By these definitions, current statistics show that about a third of Americans are at normal weight, another third are overweight, and the last third are clinically obese. Nonetheless, exceptions exist: some people with a high BMI are healthy; and others with apparently normal BMI have morbid body fat and the metabolic problems that usually accompany obesity.

Morgan Downey, an advocate for obese people and publisher of the online Downey Obesity Report, was quoted in The New York Times as concurring with the association’s decision and connecting its usefulness to the insurance and pharmaceutical worlds.

“I think you will probably see from this physicians taking obesity more seriously, counseling their patients about it. Companies marketing [weight reduction products like the new Qsymia from Vivus and Belviq from Arena Pharmaceuticals] will be able to take this to physicians and point to it and say, ‘Look, the mother ship has now recognized obesity as a disease.’”

Another factor the AMA House of Delegates took into account was that their recommendation would carry weight for patients needing obesity drugs, surgery, and/or counseling to receive reimbursement. The Internal Revenue Service does consider obesity treatments tax-deductible. Less than a decade ago, however, Medicare’s coverage manual directly stated that obesity was not a disease. Medicare Part D still rules out paying for weight loss drugs.

Interestingly, the AMA’s own Council on Science and Public Health studied the issue over the last year and recommended against disease classification for obesity. Its objection: the body mass index used to measure the condition is limited in its scope and may not “result in improved health outcomes.”

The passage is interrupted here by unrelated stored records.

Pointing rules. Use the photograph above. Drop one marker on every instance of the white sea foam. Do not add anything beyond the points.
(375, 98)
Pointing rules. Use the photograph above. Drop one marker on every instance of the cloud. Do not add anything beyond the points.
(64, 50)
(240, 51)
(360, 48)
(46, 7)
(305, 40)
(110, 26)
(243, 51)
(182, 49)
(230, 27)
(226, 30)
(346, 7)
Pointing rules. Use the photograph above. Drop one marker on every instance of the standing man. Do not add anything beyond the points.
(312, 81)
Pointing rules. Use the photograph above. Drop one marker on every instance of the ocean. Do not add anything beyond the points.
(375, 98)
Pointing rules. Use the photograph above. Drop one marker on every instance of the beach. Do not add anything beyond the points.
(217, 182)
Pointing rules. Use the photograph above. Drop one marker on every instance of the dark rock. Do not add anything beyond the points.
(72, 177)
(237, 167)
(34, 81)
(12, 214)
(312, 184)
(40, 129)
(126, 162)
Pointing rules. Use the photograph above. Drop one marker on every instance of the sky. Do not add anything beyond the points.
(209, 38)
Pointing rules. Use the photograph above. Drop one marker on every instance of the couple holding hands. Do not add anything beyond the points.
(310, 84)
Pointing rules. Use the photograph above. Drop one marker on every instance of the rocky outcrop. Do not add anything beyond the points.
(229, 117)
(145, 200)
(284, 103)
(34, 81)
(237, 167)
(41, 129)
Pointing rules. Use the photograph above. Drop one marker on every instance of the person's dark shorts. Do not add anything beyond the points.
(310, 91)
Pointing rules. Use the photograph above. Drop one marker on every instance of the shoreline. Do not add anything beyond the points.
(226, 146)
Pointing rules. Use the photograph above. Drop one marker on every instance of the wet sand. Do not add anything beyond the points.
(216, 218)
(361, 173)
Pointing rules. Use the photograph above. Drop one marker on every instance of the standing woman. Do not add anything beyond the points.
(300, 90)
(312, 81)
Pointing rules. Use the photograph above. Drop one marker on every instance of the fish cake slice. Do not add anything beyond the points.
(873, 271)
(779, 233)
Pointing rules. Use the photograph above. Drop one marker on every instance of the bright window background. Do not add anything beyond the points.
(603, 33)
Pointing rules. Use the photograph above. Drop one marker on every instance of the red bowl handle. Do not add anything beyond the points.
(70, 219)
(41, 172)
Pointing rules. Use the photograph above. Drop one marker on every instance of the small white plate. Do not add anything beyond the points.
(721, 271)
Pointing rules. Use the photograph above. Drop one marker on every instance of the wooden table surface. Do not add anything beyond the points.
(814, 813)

Other medical groups, notably heart and endocrine specialists, had previously adopted a resolution declaring obesity a “multimetabolic and hormonal disease state” that leads to Type 2 diabetes, cardiovascular disease, some cancers, and other poor outcomes.

“The suggestion that obesity is not a disease but rather a consequence of a chosen lifestyle exemplified by overeating and/or inactivity is equivalent to suggesting that lung cancer is not a disease because it was brought about by individual choice to smoke cigarettes.”

The AMA House of Delegates rejected the Council’s recommendation and agreed with the earlier resolution of the specialist groups.